The court noted that the “ ‘actual controversy’ and standing requirements should be liberally construed in accord with the provisions of G. L. c. 231A, § 9.” Massachusetts Assn. of Indep. Ins. Agents & Brokers, Inc. v. Commissioner of Ins., 373 Mass. at 293.

In Massachusetts Assn. of Indep. Ins. Agents & Brokers, Inc. v. Commissioner of Ins., 373 Mass. at 295, the court refers to the fact that the case involves a regulated industry, but it did so in the context of a regulatory scheme that “shows a clear public interest in the maintenance of a reasonable competitive level,” thereby justifying the recognition of unfair competition as a cognizable injury. Contrast Circle Lounge & Grille, Inc. v. Board of Appeal of Boston, 324 Mass. at 432.

General Laws c. 30, § 61, provides in part, “All agencies, departments, boards, commissions and authorities of the commonwealth- shall review, evaluate, and determine the impact on the natural environment of all works, projects or activities conducted by them and shall use all practicable means and measures to minimize damage to the environment.”

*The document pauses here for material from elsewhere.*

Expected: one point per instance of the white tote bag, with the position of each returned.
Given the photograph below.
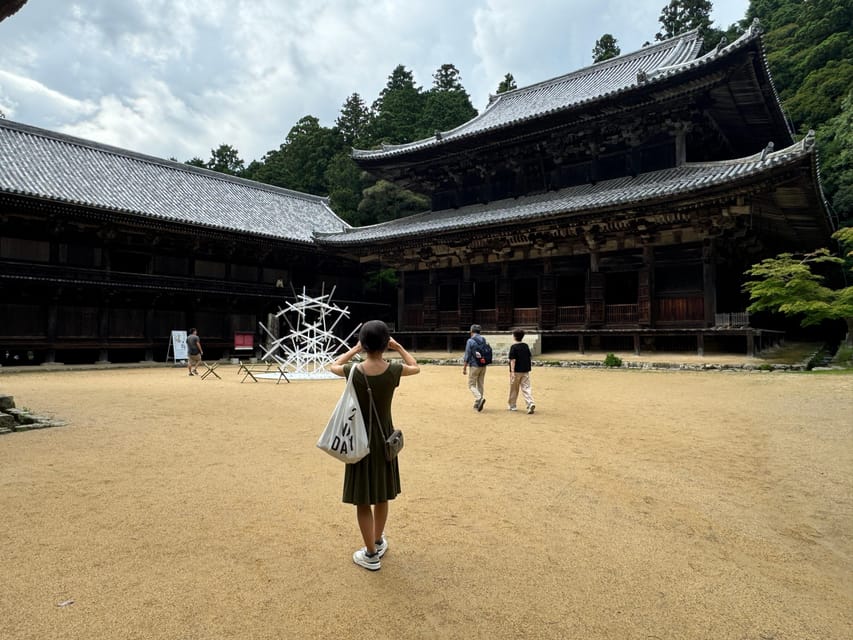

Cummings arose under G. L. c. 214, § 7A, not c. 231A. Section 7A offers a statutory remedy to ten persons domiciled in Massachusetts for claims of “damage to the environment” without the necessity of establishing further the standing of the plaintiffs. The section permits a civil action brought by such persons upon allegations that damage to the environment is occurring or is about to occur. The Superior Court may restrain the person causing or about to cause such damage provided that the offending conduct is a violation of a statute, ordinance, by-law, or regulation. The complaint in this case does not allege an entitlement to the remedies provided by § 7A. Such an attempt would, in any event, be futile. It is settled that § 7A is not available in a suit against the Secretary in connection with her administration of MEPA. See Walpole v. Secretary of the Exec. Office of Envtl. Affairs, 405 Mass. 67, 71 (1989). Walpole also holds that the acts of the Secretary in merely administering MEPA are not subject to review by certiorari under G. L. c. 249, § 4. Id. at 72-73.

What emerges is that § 7A may be seen as offering parallel relief to c. 231A, although the parties will be different.

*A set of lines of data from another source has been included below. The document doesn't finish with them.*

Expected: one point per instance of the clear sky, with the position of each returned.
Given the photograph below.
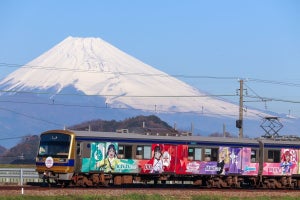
(208, 44)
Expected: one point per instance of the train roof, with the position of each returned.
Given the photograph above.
(178, 139)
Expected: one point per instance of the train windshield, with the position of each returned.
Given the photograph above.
(55, 145)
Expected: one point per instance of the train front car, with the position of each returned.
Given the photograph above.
(55, 159)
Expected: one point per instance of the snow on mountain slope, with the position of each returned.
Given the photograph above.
(94, 67)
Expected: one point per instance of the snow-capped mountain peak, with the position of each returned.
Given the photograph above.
(94, 67)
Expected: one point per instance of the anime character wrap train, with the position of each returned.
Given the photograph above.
(99, 158)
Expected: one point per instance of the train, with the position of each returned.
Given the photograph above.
(91, 159)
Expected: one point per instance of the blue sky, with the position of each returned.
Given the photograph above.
(214, 41)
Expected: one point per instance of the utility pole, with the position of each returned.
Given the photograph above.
(239, 123)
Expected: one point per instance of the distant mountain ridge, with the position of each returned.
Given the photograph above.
(83, 79)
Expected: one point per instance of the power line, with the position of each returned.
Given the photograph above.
(29, 116)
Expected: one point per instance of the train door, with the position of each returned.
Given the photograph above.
(128, 152)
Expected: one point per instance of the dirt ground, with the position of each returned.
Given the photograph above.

See note 13, supra, describing the action authorized by G. L. c. 214, § 7A, which is designed to permit judicial intervention in cases where the environmental damage is imminent. There is no claim of imminent damage in this case.

No doubt the plaintiffs could await the imminent construction of the town’s project, and then bring suit against the town under G. L. c. 214, § 7A. If, as we must assume, the plaintiffs’ claims are meritorious, it would make no sense to permit the town to go forward with a complex project that is doomed at the outset. More important is that here, the administrative process has been exhausted, see note 2, supra, and to require the plaintiffs to await the imminent construction of the project would have a serious adverse effect upon the credibility and importance of the administrative review process — a process which, as we have stated, is critical to the desired outcome of protecting the environment.

It is important to emphasize at this point that we have only the bare bones of the record of the controversy before us. We have neither the environmental impact statement nor the Secretary’s certificate, and we have not considered the merits of the plaintiffs’ claims regarding those documents. It may be that a motion for summary judgment on an amplified record, or a trial on the merits, would yield a different understanding of the case. As matters stand, however, we are confined to the narrow issues presented by an appeal from the allowance of a motion to dismiss.